As an initial matter, the R&R set forth all of the salient facts leading up to the filing of the Motion. At the same time that Chevron filed the Motion, Chevron also filed a motion to exonerate the preliminary injunction bond (the "Bond") before Judge Kaplan. (D.E. No. 17-2, Memorandum Opinion (the "Opinion")). The Bond and the preliminary injunction are at the heart of the claims in the instant litigation.*fn1 Plaintiff is not a party to the litigation before Judge Kaplan and did not make an appearance or intervene in the motion to exonerate. On April 2, 2012, Judge Kaplan ordered that the bond be exonerated and discharged. (Id. at 8). In the Opinion, Judge Kaplan found that: "[N]one of the defendants nor, for that matter, anyone else has submitted to this Court any claim for damages against the bond. Nor could any properly have done so." (Id. 5).

Plaintiff objects to the R&R because (1) transferring this action would go "against all tenets of fairness and justice," (Pl. Obj. 6-8); (2) this litigation is not duplicative of the SDNY Matter, (id. at 8-10); and (3) the SDNY has no particular familiarity with the facts or legal questions of this lawsuit, (id. at 10-11). In response, Chevron argues that (1) the R&R thoroughly analyzes the factors relevant to the transfer analysis, (Def. Response 7-11); (2) transfer would serve the "interests of justice" because it furthers "judicial economy" and eliminates possible inconsistent results, (id. at 11-13); and (3) the "first-filed" rule provides an independent basis to transfer, (id. at 14-15).*fn2

The Court disagrees with Plaintiff and finds that Judge Waldor's analysis is sound and well-reasoned. Judge Waldor considered the factors in the 28 U.S.C. § 1404(a) analysis and found that both the public and private factors weigh in favor of transfer. The Court adopts Judge Waldor's legal conclusions. Nonetheless, the Court will address each of Plaintiff's objections.

Plaintiff argues that the R&R ignored the fact that Judge Kaplan has already denied Plaintiff any right of recovery stemming from the issuance of the unlawful restraints in the Opinion. (Pl. Obj. 7). Therefore, if the Court transfers this matter to the SDNY, Plaintiff alleges that it will no longer be able to pursue its claims. (Id.). Plaintiff criticizes Judge Waldor's detailed consideration of the factors in the § 1404(a) analysis, arguing that she ignored the fact that transferring this case could "sound the death knell for [Plaintiff's] claims." (Id.).

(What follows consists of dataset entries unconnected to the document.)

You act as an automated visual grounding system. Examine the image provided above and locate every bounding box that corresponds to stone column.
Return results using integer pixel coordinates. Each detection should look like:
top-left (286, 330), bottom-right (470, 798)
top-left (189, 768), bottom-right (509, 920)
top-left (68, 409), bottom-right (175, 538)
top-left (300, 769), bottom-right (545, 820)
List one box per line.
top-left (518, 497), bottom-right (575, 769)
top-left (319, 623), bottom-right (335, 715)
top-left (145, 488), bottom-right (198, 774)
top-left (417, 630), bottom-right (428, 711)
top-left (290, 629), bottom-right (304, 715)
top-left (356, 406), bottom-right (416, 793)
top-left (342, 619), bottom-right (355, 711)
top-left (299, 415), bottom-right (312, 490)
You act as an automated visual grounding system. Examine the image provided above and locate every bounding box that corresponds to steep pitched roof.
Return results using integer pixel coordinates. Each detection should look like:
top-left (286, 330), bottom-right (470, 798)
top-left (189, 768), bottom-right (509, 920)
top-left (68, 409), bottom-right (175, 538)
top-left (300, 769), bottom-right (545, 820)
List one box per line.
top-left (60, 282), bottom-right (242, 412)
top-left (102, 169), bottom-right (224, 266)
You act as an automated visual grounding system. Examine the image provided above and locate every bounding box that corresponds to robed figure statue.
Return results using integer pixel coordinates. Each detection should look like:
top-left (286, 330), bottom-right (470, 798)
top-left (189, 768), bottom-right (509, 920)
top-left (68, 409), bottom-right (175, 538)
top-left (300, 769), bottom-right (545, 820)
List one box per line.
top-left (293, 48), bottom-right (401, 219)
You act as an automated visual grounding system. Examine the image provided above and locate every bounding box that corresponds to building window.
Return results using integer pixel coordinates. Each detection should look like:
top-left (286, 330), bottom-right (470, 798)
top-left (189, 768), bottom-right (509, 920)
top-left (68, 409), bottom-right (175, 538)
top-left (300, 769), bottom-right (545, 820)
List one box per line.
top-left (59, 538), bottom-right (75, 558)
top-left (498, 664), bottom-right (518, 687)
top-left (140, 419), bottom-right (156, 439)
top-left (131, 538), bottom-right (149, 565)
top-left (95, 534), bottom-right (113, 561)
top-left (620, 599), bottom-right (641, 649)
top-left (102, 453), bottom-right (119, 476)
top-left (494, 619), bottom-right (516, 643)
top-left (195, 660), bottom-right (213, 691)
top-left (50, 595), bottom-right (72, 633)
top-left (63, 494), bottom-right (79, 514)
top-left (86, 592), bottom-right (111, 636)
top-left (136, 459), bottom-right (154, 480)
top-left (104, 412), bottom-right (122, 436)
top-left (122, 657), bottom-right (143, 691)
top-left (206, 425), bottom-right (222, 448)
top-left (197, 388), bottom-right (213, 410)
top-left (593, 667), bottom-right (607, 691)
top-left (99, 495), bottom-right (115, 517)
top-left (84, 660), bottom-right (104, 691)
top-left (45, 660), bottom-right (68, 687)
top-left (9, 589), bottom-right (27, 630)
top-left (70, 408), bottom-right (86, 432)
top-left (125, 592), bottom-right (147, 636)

The Court is not convinced by Plaintiff's argument. As Chevron aptly points out, Plaintiff has not cited a single case which requires this Court to consider how the SDNY will treat this matter upon transfer. (Def. Response 11). Neither the public nor the private interests require the Court to consider this issue. Moreover, even if the Court were to consider this factor as part of the analysis, the Court finds that it does not overcome the other factors that weigh in favor of transfer, such as where the claim arose and Judge Kaplan's detailed knowledge of the facts underlying this action. (See R&R 10-11, 13-15). Although Plaintiff contends that Chevron engaged in "jurisdictional maneuvering," the Court finds that it is Plaintiff who is guilty of such tactics. It appears that Plaintiff strategically avoided an appearance in the SDNY Matter when Chevron filed its motion to exonerate the bond. (Opinion 6-7). Plaintiff had the opportunity to make its arguments against exoneration and chose not to.*fn3 Plaintiff must live with the effects of its strategy. As such, the Court finds Plaintiff's argument unavailing. The Court has grave concerns about potential inconsistent or duplicative orders should this matter remain in the District of New Jersey. This leads the Court to conclude that principles of fairness and judicial economy weigh in favor of transfer.

Plaintiff also argues that the Court should not transfer this matter because this litigation is not duplicative of the SDNY Matter. (Pl. Obj. 8-10). Similarly, Plaintiff also contends that Judge Kaplan does not have a particular familiarity with the claims underlying this action. (Id. at 10-11). The Court need not spend much time on these arguments as it is clear to this Court that this matter and the SDNY Matter are closely related. As noted above, all four counts of the Amended Complaint either relate to the Bond or the preliminary injunction issued by Judge Kaplan. Moreover, Plaintiff's submission further proves this point. Plaintiff states that the issues in this case relate to whether Plaintiff is entitled to recover monetary damages and attorney fees from the issuance of the preliminary injunction. (Pl. Obj. 9). Plaintiff's breakdown of the issues before this Court all relate to the preliminary injunction issued by Judge Kaplan. It belies logic as to how the issues between the SDNY Matter and this case would not overlap. As Judge Waldor stated:

If the Court were to deny Chevron's Motion to Transfer, we would be required to duplicate that effort, thus guaranteeing a less expeditious resolution of this long pending matter. Moreover, it would be a gross waste of judicial resources for this Court to . . . interpret the scope and purpose of the injunction bond Judge Kaplan issued when Judge Kaplan could simply do it himself.

(R&R 14). Moreover, it is also clear that Judge Kaplan is extremely familiar with the facts underlying this lawsuit. As Judge Waldor noted, Judge Kaplan's 131-page opinion granting the preliminary injunction*fn4 demonstrates an intimate knowledge of the facts underlying this litigation. (R&R 14). Therefore, Plaintiff's arguments do not persuade the Court that the R&R is incorrect.

The Court has considered all of the submissions, as well as the R&R, and for the reasons stated therein,

IT IS on this 14th day of December 2012,

ORDERED that the Report and Recommendation of Magistrate Judge Waldor is adopted as the conclusions of law of this Court; and it is further

ORDERED that Chevron's motion to transfer is granted; and it is further

ORDERED that the Clerk of the Court shall terminate Docket Entry Nos. 7 and 38*fn5 and mark this matter closed.